One of my favorite parts of my job is reviewing ads for clients to ensure that they are in compliance. In reviewing hundreds of ads every month, I’ve noticed a few common mistakes. Today, I will address a few of the more common mistakes I see in ads for deposit products and services. Upcoming in a later article, I will address some common mistakes we see in loan ads.
If an ad for a consumer deposit states a rate, it must be stated as an annual percentage yield. The term “APY” may be used if the phrase, “annual percentage yield” is used at least once in the ad, including in the footnotes/mouseprint. An interest rate may be stated if it is used in conjunction with the APY to which it relates; no other rate of return may be used.
We will often see a simple interest rate disclosed but not an APY; this is especially true in ads for tiered-rate accounts. If you state an APY for a tiered-rate account, you must state the APY for each tier and state the minimum balance for each tier with equal prominence and in close proximity to the corresponding APY. Now, you may highlight one APY in the body of the ad and state the other APYs in the footnotes as long as each APY is stated and the minimum balance is stated with equal prominence and in close proximity to the APY to which it corresponds.

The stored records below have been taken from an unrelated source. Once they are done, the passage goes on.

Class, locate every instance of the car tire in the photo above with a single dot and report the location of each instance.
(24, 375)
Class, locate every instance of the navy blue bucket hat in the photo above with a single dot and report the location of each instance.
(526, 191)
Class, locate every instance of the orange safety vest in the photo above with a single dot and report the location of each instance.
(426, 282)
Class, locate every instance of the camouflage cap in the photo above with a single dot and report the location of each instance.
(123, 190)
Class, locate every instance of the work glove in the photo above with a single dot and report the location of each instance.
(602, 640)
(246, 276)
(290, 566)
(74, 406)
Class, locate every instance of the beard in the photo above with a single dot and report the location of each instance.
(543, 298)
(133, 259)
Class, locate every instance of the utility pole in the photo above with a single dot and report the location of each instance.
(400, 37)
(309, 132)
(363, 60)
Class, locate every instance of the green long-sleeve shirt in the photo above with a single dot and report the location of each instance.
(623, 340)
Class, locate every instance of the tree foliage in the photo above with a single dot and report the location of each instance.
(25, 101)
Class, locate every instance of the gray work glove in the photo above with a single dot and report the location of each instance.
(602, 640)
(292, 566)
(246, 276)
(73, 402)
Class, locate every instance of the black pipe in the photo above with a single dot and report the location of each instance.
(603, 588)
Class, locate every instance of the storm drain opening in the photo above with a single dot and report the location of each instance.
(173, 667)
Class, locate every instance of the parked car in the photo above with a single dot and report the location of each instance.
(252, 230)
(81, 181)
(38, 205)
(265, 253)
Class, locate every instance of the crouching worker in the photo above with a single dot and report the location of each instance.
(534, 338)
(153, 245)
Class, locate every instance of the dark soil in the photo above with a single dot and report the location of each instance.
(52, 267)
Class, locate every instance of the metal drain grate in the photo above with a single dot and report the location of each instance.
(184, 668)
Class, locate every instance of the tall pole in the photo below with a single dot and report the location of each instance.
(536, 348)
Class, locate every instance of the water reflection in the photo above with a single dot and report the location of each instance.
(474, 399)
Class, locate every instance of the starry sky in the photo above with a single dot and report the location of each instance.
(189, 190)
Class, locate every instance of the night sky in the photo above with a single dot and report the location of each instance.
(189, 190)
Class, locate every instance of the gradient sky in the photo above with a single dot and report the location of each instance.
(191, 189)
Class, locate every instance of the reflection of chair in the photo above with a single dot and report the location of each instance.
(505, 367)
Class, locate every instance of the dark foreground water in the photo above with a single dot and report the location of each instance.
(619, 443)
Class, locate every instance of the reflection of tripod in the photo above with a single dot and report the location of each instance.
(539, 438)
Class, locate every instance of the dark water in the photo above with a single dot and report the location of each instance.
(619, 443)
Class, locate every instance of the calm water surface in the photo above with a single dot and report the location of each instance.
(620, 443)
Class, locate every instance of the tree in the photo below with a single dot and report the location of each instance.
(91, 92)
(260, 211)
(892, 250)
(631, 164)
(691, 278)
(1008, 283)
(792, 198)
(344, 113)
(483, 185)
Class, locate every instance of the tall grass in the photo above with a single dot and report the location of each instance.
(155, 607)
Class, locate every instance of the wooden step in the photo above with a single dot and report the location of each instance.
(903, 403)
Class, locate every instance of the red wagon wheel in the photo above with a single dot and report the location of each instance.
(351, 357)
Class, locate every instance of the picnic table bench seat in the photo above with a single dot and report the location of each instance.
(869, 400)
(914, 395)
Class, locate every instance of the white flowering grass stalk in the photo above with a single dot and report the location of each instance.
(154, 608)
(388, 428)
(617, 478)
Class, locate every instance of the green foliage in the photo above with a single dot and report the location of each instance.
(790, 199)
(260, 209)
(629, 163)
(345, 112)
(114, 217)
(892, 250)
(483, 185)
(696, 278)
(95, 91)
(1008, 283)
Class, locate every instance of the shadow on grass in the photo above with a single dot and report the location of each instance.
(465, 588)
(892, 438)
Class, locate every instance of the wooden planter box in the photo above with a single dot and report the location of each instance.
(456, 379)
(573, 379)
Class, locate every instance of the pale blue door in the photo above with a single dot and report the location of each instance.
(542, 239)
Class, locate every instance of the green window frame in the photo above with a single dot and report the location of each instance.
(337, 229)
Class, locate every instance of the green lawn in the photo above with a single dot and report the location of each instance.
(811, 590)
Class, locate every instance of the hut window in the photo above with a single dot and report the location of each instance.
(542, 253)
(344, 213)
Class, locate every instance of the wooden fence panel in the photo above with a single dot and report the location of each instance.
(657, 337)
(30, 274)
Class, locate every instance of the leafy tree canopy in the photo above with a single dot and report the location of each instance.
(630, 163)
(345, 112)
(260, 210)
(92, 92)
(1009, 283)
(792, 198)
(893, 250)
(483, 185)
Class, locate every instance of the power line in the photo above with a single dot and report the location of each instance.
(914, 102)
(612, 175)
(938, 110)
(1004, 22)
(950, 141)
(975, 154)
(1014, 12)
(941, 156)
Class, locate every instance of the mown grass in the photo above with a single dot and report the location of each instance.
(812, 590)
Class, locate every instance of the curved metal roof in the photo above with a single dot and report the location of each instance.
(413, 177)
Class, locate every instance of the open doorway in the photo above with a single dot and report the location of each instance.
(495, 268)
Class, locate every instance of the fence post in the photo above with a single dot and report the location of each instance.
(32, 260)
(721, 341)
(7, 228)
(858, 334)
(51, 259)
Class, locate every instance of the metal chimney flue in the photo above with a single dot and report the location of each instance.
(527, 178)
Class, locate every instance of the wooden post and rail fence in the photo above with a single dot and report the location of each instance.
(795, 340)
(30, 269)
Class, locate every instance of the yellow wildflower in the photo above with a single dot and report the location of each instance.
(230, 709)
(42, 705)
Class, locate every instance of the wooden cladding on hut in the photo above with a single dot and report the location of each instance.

Another common mistake we see with tiered-rate accounts is how the APY is stated on accounts that use tiering method B. Method B is where interest is paid on the balance amount within each tier instead of being paid on the full balance based on the tier in which the total balance falls. Because you do not know how much a consumer will have in their account and the APY they will earn will vary depending on the account balance, you will need to disclose an APY range for each tier (except the bottom tier) determined by calculating the APY for the minimum and maximum balances within each tier. We often see ads that include only the interest rate for each tier and then the APY for one tier, usually tier with the highest APY. Or, we will see ads where the APY for each tier will be determined individually, without regard to the balance in other tiers.
Ads for variable-rate consumer deposits must include a statement the rate may change after the account is opened. For ads where there is a fixed-rate promotional period, the ad may state that the rate may change after the promotional period ends. We see many ads that state the “rate subject to change.” This is not sufficient; the regulation requires that you state the rate may change after consummation.
When stating an APY, you must round it to the nearest one-hundredth of a percent and round to two decimal places. The regulation provides that account disclosures may express an interest rate in more than two decimal places but it does not have a similar provision for advertisements. We often will see ads where the interest rate/APY is stated as a whole percent or one-tenth of one percent.
A “mistake” that we often see isn’t really described in any regulation but is instead based on regulator feedback. Examiners have indicated that when “free” is used to describe an account or account service, such as a debit card, and overdraft/returned item fees may apply, the ad should state that overdraft/returned item fees may apply.
We see many ads that indicate that there is a fee for excessive transactions. Ads that only indicate that there a fee for transactions in excess of Regulation D’s limits for savings deposits are misleading if the account is subject to account closure and/or suspension of transaction capability.
Another issue we often see is with the Member FDIC. Many ads are using the incorrect logo for the FDIC. The correct symbol, in 12 CFR § 328.3, is the portion of the FDIC’s Official Sign (the black and gold teller window sign/sticker) consisting of “FDIC” and the two lines of smaller type above and below “FDIC.” Essentially, that is everything to the right of the two curved lines and stars. If the two lines of text above and below the “FDIC” are indistinct and illegible, you may drop the two lines but the FDIC must be clearly legible. We see a lot of banks that use the FDIC’s business logo with the seal inside of the C. You can see both logos on the FDIC’s Rules and Regulations page. The wrong logo is in the blue banner at the top of the page and the correct logo is found in § 328.1.